The letter was filed as evidence of Loeb’s declaration that the embryos had become one of three major issues that led to their relationship’s decline. Other issues included that she allegedly refused to help him in his condiment endeavors, and that he allegedly went out partying too late and too often.

The entire case is strange.

After a year in California state court, Loeb dropped a case that sought to bring to term two embryos he and Vergara created in 2013, allegedly because he refused to share with the court the name of two former girlfriends who’d had abortions. Vergara had filed to have the case dismissed and a judge was set to rule when a new unprecedented lawsuit was filed by a pro-life lawyer on behalf of the embryos themselves—naming them Emma and Isabella—with the argument that they should be unfrozen from their tank in Beverly Hills, implanted, and born so that they can access a financial trust set up by Loeb. The lawsuit was filed in a very fetus-friendly area of the country: Louisiana.
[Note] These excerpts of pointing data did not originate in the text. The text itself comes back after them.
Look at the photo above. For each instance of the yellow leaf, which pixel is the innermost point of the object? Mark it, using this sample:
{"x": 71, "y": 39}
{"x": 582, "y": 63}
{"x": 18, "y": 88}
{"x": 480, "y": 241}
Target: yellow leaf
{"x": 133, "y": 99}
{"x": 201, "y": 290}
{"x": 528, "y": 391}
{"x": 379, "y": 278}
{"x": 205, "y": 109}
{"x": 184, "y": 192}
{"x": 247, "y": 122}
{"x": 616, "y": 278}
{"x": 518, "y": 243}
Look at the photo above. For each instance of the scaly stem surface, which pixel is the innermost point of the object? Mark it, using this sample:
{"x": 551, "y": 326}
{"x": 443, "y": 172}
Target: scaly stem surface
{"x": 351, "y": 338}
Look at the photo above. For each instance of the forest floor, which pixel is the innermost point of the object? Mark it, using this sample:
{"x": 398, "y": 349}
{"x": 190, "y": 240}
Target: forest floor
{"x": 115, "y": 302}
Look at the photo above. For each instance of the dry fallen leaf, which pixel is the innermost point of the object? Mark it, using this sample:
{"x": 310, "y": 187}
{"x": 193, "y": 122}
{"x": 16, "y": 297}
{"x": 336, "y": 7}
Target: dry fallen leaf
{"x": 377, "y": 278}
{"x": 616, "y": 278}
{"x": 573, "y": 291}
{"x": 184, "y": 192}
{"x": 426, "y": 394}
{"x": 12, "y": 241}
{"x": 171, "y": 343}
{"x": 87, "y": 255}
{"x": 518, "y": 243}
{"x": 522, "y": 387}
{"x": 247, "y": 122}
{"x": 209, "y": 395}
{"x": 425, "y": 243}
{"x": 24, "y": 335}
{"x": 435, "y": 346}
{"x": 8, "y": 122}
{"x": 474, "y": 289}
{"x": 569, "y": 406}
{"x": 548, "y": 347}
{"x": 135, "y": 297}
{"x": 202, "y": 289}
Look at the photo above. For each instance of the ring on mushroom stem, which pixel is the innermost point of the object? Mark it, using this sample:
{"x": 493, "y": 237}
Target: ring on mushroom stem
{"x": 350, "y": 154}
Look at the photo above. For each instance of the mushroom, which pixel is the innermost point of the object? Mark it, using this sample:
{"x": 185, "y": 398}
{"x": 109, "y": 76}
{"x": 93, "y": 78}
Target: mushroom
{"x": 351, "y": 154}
Louisiana law has a unique law, passed in 1986, that confers personhood on embryos. As part of that personhood, the law grants even the pre-fertilized the same rights as a company might have: the explicit right to sue and be sued, the prohibition of their ownership or destruction, and requirement that any dispute to their futures be resolved in their “best interests.”

Vergara had the lawsuit moved from state court last month, insisting that Loeb had picked Louisiana not because it was a proper venue for the case (neither party lived in the state, the embryos weren’t created nor are they stored there, and the contract wasn’t signed there) but because it provided the best chance of a judgement in Loeb’s favor.

“Mr. Loeb obviously set up this trust...for the sole purpose of fabricating a scenario whereby alleged third parties could bring suit against Ms. Vergara in Louisiana — which, by no coincidence, is the only state that purportedly provides special rights to embryos.” Vergara’s motion said.

The recent filing is part of a response by Loeb’s attorneys in federal court. Vergara’s lawyers have asked the federal judge to dismiss the suit.